The best-known example of a mind-altering parasite is probably the small, zoonotic parasite Toxoplasma gondii, which stops rats being scared of cats so that they are more likely to get eaten; the brain-dwelling parasites are then spread to the cat where they multiply and are released as oocysts in the cat’s faeces. These same parasites have also been associated with neurological changes in humans that can manifest as personality disorders and increased rates of suicide. Other examples include the trematode (flatworm) Euhaplorchis californiensis, which changes the behaviour of its fish host, increasing the likelihood of its consumption by birds and the tiny crustacean Gammarus, which is attracted to light only when infected with the spiny-headed worm Polymorphus paradoxus, making it more likely to be eaten by predators, spreading its parasitic guests to other hosts.
Scientists have also shown that Toxoplasma gondii changes its host’s behaviour by “hijacking” its sexual arousal pathways, making the odour of cats suddenly seem very attractive to the rat – maybe it could do the same in zombified humans, making chasing and eating the living even more appealing! It is also thought that the immune response of a person infected with T. gondii directly affects their behaviour, and that T. gondii also damages the areas of the brain responsible for processing fear.
So, while these examples of parasite-induced suicidal behaviour are not strictly relevant when considering zombies, they do show us that it is possible for an organism to change the way a person might behave, causing them to do things they otherwise wouldn’t (like eating braaaaaains).

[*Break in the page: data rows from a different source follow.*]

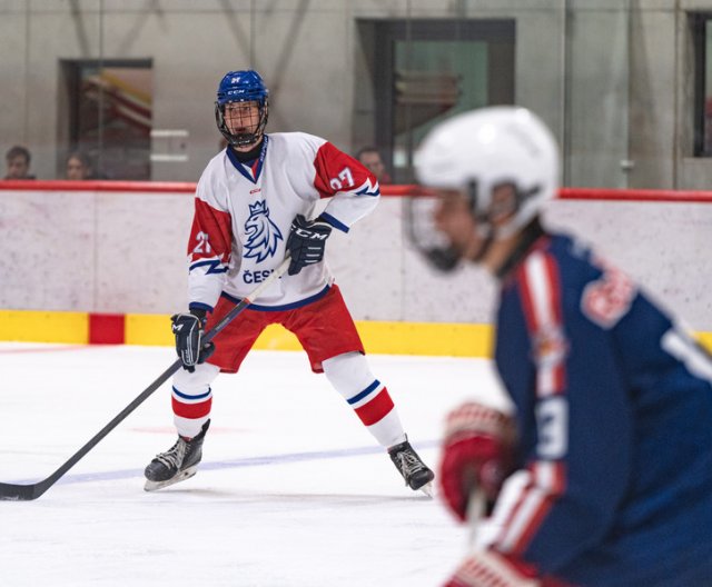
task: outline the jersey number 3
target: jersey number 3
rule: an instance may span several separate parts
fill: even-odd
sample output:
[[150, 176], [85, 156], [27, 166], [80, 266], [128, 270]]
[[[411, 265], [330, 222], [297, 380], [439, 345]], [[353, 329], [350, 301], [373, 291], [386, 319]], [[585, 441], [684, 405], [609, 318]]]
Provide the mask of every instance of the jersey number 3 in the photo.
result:
[[568, 450], [568, 402], [561, 396], [548, 397], [535, 409], [541, 458], [556, 460]]

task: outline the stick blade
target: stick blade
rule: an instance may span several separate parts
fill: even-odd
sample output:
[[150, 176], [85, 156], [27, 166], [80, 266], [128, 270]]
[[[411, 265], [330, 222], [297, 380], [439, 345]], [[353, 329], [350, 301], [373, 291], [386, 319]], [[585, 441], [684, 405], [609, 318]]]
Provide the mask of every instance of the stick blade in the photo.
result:
[[44, 493], [38, 489], [39, 484], [14, 485], [0, 482], [0, 501], [31, 501]]

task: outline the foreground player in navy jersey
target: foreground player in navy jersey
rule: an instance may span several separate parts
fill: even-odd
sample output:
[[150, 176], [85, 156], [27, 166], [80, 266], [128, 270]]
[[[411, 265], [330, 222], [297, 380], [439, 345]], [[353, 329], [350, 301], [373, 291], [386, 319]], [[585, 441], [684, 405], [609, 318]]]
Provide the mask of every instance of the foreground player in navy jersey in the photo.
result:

Another feature of most zombie infections is the quick spread of the disease – someone may be bitten by a zombie and change over to join the zombie ranks in a matter of seconds, making fighting off a potential apocalypse rather challenging. Luckily, there are no viruses, bacteria or parasites that could spread or have such an overwhelming effect on your body that quickly. Viruses tend to be the fastest-acting types of bug, but even these need at least a few hours to get into your cells and replicate into large enough numbers to actually make you ill; a stage known as the incubation period.
Of course, there is no organism around (nor anything else for that matter) that could actually re-animate the dead, let alone make them walk around and eat people, but it’s fun to pretend, and anyone wanting to see this in action should check out the 1980’s classic Re-animator, complete with green-glowing serum and re-animated cat!